Oder anders gesagt: „Als die maximale Menge an Sauerstoff in Millilitern, die ein Körper während einer körperlichen Belastung pro Minute und Kilogramm Körpergewicht aufnehmen und verwerten kann“.

Longevity-Gedanke kam aus Selbst-Analyse

„Der Longevity-Gedanke (Anm.: bei diesem Projekt) kam eigentlich aus der Selbst-Analyse. Ich beschäftige mich viel mit dieser Thematik“, erklärt Gschwandtner. „Es ist natürlich ein Trend-Thema, aber es geht nicht nur darum ’nur gesund‘ zu leben, sondern auch darum, die Lebenserwartung zu erhöhen und gesund älter zu werden. Heutzutage fangen Menschen ab 30 damit an. Man muss sich bloß ansehen, was im Bereich der Supplements, der Blutanalyse, in Longevity-Laboren oder beim IHHT-Training (Anm.: Intermittierendes Hypoxie-Hyperoxie) passiert.“

Dabei ist für den Gründer vor allem der VO2-max-Wert als Longevity-Indikator essentiell. Gschwandtner zufolge sollte man idealerweise 20 Minuten in der Woche (beim Training) in der Gegend der Zone 5 – also in der höchsten Herzfrequenzzone – verbringen, weil es diesen Wert steigere. „Genau, das ist bei uns einer der Punkte und Gedanken dahinter“, sagt er.
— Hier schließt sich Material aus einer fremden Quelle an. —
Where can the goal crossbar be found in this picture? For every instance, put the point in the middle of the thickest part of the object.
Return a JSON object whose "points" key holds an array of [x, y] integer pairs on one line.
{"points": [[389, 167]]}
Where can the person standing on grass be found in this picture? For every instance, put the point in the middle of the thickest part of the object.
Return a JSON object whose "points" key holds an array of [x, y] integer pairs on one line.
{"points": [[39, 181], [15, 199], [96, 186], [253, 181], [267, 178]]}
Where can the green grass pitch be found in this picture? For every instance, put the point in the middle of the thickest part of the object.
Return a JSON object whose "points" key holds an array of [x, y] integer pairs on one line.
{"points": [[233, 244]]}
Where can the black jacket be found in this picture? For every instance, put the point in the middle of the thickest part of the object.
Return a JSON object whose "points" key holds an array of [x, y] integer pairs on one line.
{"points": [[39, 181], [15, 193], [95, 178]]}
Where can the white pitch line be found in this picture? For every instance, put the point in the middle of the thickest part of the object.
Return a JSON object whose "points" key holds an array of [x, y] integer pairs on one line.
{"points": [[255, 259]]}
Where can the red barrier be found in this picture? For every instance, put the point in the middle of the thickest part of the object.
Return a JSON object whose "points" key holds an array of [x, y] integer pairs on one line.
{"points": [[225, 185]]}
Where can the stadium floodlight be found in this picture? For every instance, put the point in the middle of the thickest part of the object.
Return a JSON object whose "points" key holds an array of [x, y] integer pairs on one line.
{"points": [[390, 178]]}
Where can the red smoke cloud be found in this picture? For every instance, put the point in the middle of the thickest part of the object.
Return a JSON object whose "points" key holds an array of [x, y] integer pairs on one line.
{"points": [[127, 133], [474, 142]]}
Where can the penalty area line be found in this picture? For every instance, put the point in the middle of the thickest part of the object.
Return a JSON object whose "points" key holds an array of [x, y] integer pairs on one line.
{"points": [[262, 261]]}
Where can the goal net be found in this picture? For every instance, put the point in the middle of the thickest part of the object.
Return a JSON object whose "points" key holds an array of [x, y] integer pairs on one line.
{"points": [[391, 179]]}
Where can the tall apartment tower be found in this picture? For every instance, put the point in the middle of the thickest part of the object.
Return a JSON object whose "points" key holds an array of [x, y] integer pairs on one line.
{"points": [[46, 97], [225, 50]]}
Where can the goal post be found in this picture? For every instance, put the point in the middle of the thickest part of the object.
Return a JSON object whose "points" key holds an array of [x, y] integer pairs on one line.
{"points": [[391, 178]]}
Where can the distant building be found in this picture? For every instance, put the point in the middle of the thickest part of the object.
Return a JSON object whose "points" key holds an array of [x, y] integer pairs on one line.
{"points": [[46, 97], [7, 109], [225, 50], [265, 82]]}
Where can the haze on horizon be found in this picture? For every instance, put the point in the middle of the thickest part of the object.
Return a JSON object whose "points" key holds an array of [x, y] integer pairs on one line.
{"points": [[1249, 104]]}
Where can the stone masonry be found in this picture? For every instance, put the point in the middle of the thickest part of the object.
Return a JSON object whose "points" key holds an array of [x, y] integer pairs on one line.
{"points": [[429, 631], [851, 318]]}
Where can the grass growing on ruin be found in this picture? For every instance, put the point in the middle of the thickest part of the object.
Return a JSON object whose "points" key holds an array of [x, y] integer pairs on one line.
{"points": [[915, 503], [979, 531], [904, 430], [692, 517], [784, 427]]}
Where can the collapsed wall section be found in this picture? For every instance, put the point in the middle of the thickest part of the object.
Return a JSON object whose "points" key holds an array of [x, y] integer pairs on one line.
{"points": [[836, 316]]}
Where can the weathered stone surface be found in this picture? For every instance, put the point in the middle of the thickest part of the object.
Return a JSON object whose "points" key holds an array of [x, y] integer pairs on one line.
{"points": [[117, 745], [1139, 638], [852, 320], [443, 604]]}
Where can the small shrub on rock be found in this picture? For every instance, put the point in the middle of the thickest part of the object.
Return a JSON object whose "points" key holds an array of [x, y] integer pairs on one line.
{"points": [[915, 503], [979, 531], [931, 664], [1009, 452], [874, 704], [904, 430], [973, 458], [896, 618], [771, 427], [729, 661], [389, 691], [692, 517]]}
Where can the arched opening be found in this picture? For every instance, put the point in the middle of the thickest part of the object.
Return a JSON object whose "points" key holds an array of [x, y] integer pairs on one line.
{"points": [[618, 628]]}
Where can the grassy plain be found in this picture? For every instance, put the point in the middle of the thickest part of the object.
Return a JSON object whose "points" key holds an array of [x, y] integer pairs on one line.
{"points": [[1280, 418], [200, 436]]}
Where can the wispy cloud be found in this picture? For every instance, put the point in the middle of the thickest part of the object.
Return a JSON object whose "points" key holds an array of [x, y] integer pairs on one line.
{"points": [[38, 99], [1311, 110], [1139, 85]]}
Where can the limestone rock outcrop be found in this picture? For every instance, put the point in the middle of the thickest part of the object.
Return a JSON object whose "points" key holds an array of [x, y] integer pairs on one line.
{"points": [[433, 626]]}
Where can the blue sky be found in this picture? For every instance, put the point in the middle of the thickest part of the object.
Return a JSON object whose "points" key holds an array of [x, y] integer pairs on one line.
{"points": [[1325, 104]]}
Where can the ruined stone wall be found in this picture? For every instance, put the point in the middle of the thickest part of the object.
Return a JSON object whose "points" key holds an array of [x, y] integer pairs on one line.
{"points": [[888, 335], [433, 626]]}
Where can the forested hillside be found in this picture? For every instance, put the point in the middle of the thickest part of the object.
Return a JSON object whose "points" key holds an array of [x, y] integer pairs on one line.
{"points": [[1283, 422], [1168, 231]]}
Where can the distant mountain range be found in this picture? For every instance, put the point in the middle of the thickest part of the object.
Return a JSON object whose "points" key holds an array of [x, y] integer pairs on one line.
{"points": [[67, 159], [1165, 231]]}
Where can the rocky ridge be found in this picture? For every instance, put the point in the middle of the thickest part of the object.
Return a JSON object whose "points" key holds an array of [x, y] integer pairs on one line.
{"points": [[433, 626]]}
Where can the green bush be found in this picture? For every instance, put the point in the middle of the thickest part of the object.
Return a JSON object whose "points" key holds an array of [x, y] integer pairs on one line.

Automatischer Trainingsplan und Zeitraffer

Zone5 bietet für Personen, die nicht selbst planen wollen, auch einen automatisierten 12-Wochen-Trainingsplan, bei dem die App Umfang, Intensität und Übungsauswahl wöchentlich festlegt und an den individuellen Fortschritt anpasst. Alle Trainingseinheiten werden mit Apple Health synchronisiert und können in ein bestehendes Gesundheits- und Trainingsprofil eingebunden werden.
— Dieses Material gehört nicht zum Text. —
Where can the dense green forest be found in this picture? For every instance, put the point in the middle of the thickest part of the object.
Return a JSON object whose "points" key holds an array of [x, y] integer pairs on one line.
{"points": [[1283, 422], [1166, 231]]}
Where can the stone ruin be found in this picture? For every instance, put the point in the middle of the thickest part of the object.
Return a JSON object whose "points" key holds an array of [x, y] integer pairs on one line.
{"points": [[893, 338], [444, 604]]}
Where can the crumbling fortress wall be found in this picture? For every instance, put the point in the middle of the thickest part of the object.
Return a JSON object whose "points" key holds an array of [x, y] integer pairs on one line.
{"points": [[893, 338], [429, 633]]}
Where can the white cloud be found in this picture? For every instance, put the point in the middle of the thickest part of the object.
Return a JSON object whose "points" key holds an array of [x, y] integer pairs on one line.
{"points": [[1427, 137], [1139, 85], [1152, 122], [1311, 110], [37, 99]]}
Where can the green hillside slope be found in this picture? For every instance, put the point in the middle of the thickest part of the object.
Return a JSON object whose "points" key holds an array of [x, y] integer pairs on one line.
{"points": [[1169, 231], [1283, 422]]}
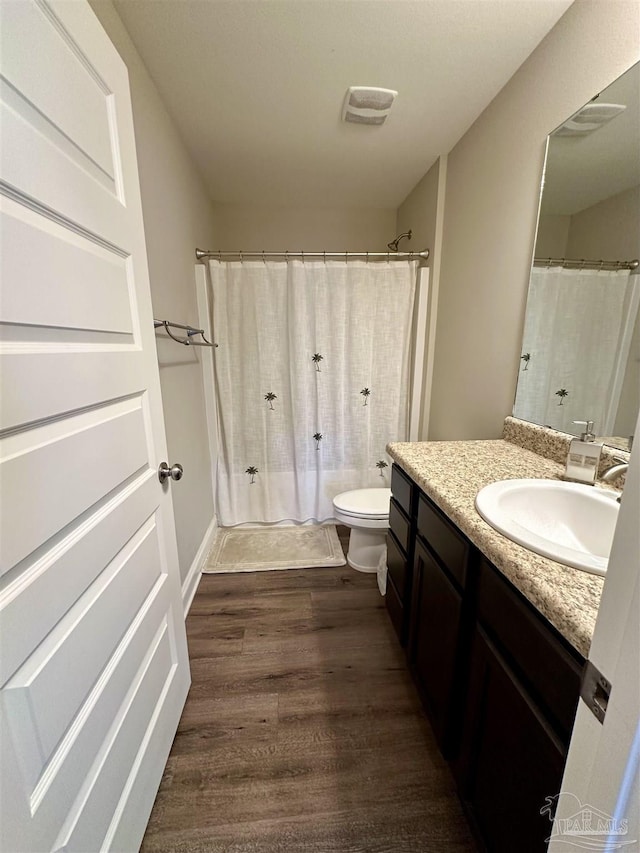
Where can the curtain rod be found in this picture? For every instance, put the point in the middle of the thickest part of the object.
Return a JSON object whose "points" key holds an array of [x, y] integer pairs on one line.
{"points": [[202, 255], [583, 264]]}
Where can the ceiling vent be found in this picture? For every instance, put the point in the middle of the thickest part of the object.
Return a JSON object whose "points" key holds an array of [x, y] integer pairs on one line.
{"points": [[589, 118], [367, 104]]}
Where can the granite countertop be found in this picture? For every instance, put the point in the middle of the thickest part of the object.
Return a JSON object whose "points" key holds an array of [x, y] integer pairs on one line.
{"points": [[452, 472]]}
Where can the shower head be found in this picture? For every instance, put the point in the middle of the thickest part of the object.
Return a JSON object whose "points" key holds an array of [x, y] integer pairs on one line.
{"points": [[393, 245]]}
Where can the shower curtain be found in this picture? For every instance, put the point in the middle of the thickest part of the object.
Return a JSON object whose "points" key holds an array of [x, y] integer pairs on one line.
{"points": [[312, 377], [575, 347]]}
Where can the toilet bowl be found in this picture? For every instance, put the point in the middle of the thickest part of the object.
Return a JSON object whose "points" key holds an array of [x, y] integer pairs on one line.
{"points": [[366, 512]]}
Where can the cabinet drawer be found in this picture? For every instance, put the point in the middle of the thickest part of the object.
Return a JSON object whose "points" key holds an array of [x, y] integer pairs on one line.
{"points": [[443, 539], [396, 565], [399, 525], [395, 609], [551, 671], [402, 489]]}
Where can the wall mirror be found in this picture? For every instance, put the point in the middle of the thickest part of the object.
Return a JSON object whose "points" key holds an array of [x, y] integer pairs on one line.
{"points": [[581, 345]]}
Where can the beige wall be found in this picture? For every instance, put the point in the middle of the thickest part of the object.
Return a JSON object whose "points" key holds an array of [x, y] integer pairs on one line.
{"points": [[306, 229], [493, 181], [551, 239], [178, 216], [421, 212], [610, 229]]}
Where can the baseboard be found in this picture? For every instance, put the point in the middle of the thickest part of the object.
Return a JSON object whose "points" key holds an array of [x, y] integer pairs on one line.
{"points": [[192, 579]]}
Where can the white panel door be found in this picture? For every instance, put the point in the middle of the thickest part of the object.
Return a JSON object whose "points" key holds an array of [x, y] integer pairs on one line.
{"points": [[93, 665]]}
Ein weiteres Merkmal ist die automatische Aufzeichnung jeder Trainingseinheit als Zeitraffer-Video, das lokal auf dem Smartphone gespeichert wird und Übungen, Wiederholungen sowie Trainingszone zeigt. Die Videos sind für das Teilen auf Plattformen wie TikTok, Instagram-Reels oder für Stories vorgesehen und sollen kurze Trainingseinheiten in ein sichtbares, teilbares Ergebnis verwandeln.
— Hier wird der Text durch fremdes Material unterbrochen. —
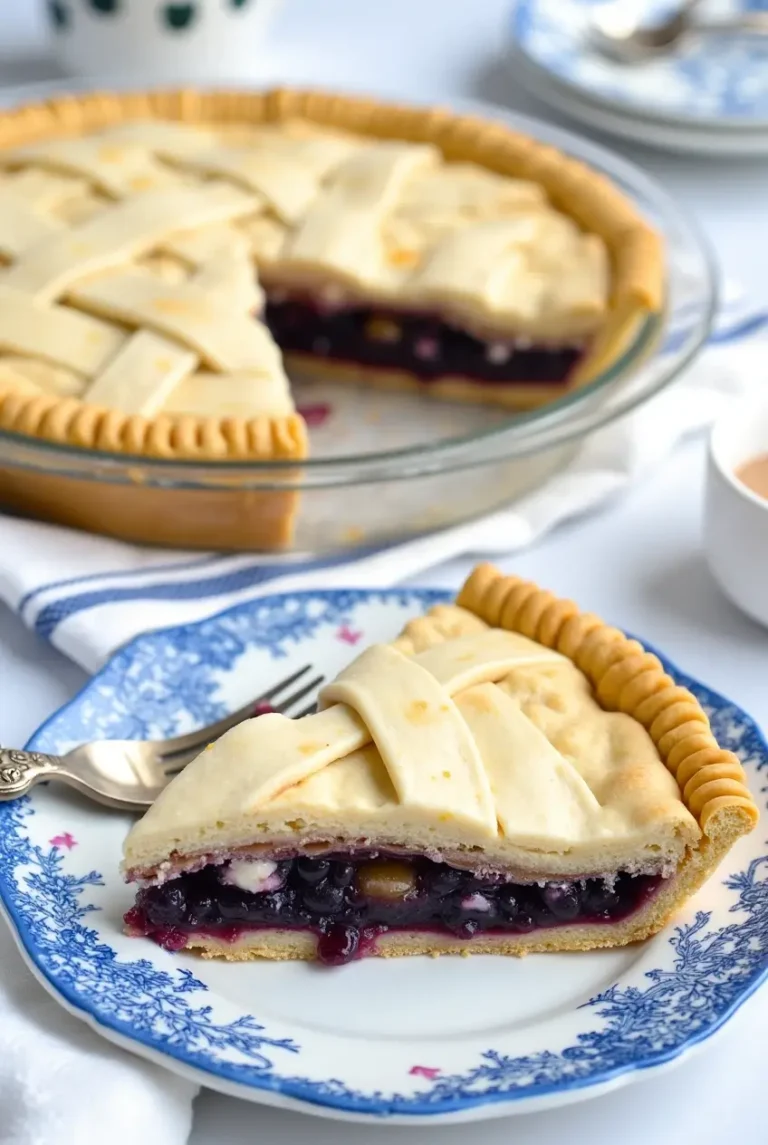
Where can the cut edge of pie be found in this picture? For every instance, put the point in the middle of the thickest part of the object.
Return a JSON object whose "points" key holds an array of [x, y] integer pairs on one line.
{"points": [[572, 188], [623, 810]]}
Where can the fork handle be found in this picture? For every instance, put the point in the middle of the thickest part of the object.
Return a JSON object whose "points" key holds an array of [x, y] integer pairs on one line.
{"points": [[20, 771]]}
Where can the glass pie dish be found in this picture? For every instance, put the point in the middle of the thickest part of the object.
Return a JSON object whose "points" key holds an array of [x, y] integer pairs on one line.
{"points": [[382, 465]]}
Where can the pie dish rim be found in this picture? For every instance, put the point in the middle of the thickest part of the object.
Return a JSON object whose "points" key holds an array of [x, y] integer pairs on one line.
{"points": [[283, 439]]}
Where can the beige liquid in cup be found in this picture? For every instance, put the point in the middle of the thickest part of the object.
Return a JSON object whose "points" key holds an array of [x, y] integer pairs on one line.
{"points": [[754, 475]]}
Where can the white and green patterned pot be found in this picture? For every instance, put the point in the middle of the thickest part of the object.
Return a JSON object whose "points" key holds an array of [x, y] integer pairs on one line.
{"points": [[160, 39]]}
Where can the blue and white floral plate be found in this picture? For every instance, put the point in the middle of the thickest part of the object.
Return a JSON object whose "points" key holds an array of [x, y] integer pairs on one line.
{"points": [[719, 84], [414, 1039]]}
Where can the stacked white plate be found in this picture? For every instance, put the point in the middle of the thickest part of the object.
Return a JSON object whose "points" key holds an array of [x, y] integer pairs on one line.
{"points": [[710, 97]]}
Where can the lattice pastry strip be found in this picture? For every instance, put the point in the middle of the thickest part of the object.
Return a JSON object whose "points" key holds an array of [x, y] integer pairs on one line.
{"points": [[118, 236], [141, 378], [58, 334], [454, 757], [117, 168]]}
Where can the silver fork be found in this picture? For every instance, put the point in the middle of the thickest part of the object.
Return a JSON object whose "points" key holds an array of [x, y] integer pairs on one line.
{"points": [[129, 774]]}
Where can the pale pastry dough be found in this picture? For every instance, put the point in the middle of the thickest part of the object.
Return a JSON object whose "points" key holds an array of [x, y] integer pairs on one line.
{"points": [[102, 223], [481, 739], [509, 734]]}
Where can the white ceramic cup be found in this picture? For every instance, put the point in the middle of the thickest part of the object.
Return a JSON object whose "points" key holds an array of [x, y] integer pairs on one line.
{"points": [[736, 519], [160, 39]]}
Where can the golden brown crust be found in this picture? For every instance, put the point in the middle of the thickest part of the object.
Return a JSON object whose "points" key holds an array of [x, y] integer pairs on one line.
{"points": [[635, 249], [171, 436], [626, 678]]}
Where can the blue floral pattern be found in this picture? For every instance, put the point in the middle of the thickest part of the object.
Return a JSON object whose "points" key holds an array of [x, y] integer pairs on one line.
{"points": [[714, 962], [718, 79]]}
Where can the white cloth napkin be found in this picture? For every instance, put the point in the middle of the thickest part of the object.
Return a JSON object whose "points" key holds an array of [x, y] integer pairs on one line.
{"points": [[58, 1082], [62, 1084], [88, 594]]}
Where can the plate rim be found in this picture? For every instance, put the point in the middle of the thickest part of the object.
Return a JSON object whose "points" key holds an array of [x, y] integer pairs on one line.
{"points": [[521, 17], [569, 101], [270, 1088]]}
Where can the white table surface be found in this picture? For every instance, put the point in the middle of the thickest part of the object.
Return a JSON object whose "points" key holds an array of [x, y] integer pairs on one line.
{"points": [[639, 562]]}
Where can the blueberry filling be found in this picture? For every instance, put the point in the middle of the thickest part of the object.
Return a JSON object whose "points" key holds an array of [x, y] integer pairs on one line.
{"points": [[420, 344], [348, 901]]}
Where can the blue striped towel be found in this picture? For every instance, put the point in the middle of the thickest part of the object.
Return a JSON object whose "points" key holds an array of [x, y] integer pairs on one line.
{"points": [[89, 594]]}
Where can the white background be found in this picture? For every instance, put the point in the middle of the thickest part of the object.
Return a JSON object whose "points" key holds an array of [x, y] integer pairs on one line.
{"points": [[639, 563]]}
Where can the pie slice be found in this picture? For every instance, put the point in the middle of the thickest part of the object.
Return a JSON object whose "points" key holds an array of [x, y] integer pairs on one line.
{"points": [[508, 775]]}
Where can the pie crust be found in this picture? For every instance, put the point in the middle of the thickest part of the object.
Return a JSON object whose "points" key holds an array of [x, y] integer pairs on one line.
{"points": [[42, 261], [508, 735]]}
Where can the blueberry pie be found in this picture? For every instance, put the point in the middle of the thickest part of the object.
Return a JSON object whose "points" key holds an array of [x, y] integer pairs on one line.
{"points": [[508, 775], [161, 253]]}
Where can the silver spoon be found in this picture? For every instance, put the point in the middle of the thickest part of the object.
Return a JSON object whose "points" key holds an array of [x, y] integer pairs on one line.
{"points": [[618, 32]]}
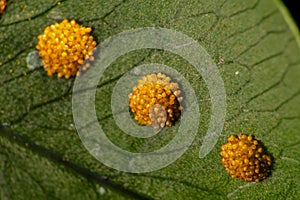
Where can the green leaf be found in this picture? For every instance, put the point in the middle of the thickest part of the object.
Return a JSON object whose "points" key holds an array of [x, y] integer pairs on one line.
{"points": [[257, 54]]}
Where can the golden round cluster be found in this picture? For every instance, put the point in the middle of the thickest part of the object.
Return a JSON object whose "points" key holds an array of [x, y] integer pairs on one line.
{"points": [[156, 101], [2, 6], [64, 47], [244, 158]]}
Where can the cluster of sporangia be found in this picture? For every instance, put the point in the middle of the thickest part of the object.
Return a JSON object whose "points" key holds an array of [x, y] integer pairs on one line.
{"points": [[2, 6], [156, 101], [64, 47], [244, 158]]}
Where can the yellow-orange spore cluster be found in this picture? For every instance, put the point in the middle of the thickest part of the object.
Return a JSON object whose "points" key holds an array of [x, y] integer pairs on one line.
{"points": [[2, 6], [244, 158], [156, 101], [64, 47]]}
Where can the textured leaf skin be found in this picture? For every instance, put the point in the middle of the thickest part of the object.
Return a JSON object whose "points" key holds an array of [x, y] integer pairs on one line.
{"points": [[41, 155]]}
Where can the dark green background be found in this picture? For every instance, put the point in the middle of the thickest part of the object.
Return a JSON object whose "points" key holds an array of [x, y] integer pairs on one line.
{"points": [[257, 54]]}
Zone5: Cross-Selling und Symbiosen in Planung

„Die meisten Menschen wissen, dass Ausdauer und Kraft die besten Investments in ein langes, gesundes Leben sind. Woran es scheitert, sind nicht die Erkenntnisse, sondern Zeit, Ausrüstung und Anleitung. Genau da setzt Zone5 an: Du brauchst zehn Minuten, ein Smartphone und keinerlei Vorwissen – deine Kamera übernimmt den Rest“, sagt Gschwandtner, der sich des Erfolgs der App sicher ist und andeutet, was aus der Foxyfitness noch kommen wird.

„Ich glaube, es muss gar nicht alles so groß wie Runtastic werden“, sagt er. „Ich bin aber davon überzeugt, dass es eine sehr erfolgreiche App werden kann. Vor allem über eine mittelfristige Zeit, wenn wir noch die eine oder andere App im Fitnessbereich entwickeln und sich gutes Cross-Selling bzw. Symbiosen ergeben.“ Zone5 ist ab sofort im App Store und auf Google Play verfügbar.